The issue is intermittent but consistent after the first minute of the test. The initial POST /api/v2/oauth/token calls succeed, but when the load spikes, the subsequent token refresh requests start failing. The JMeter logs show a sudden spike in 401 Unauthorized errors, specifically on the refresh endpoint.

Status Code: 401 Response Message: Unauthorized Response Body: {"error":"invalid_grant","error_description":"Refresh token has expired or is invalid"}

This is strange because the refresh tokens should be valid for 24 hours. I checked the JMeter config, and we are using a CSV Data Set Config to distribute unique agent credentials, so there is no credential reuse. The test runs on a local machine with Java 17. I have verified that the client ID and secret are correct by running a single-threaded test, which works perfectly fine.

I suspect there might be a rate limit on the OAuth endpoint that is not documented clearly, or perhaps the token service is rejecting requests that arrive too closely together from the same IP range. The x-gw-ims-org-id header is being passed correctly. I am not seeing any 429 Too Many Requests responses, just 401s.

Has anyone dealt with OAuth token invalidation during high-throughput load testing? Is there a specific header or parameter I am missing to ensure the refresh tokens remain valid under load? I am new to this scale of testing, so any insights on how the Platform API handles concurrent auth requests would be helpful.

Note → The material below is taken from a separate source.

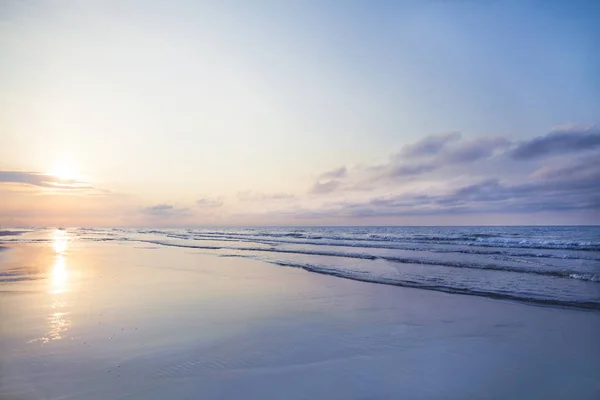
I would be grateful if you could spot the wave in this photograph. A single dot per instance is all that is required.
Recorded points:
(471, 239)
(403, 260)
(362, 276)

The official documentation states the token endpoint has strict rate limits per client ID.

Check if your JMeter script is hitting the same IP range. Rotate user-agents or stagger the requests to avoid triggering the WAF.

You need to stagger the token refresh requests to avoid triggering the platform’s rate limiting mechanisms. The 401 errors during high concurrency are typically a protective measure against excessive load on the authentication service.

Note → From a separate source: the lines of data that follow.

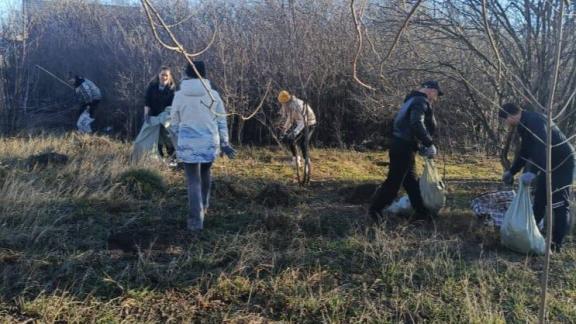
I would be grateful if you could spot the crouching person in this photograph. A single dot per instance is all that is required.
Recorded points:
(201, 133)
(296, 116)
(532, 157)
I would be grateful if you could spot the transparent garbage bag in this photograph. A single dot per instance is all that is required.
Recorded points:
(519, 231)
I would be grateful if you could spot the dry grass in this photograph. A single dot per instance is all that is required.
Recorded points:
(77, 245)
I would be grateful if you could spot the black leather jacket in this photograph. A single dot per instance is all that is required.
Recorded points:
(532, 154)
(415, 121)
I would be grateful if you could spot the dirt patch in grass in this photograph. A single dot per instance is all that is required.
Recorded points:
(277, 195)
(360, 194)
(44, 160)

The root of the issue is that bulk export jobs and legal hold integrations often share the same underlying authentication infrastructure, so high-concurrency bursts from load tests can exhaust token caches before the refresh mechanism catches up. Try implementing an exponential backoff in your JMeter script specifically for the /oauth/token endpoint to prevent triggering the platform’s protective 401 responses during the initial burst.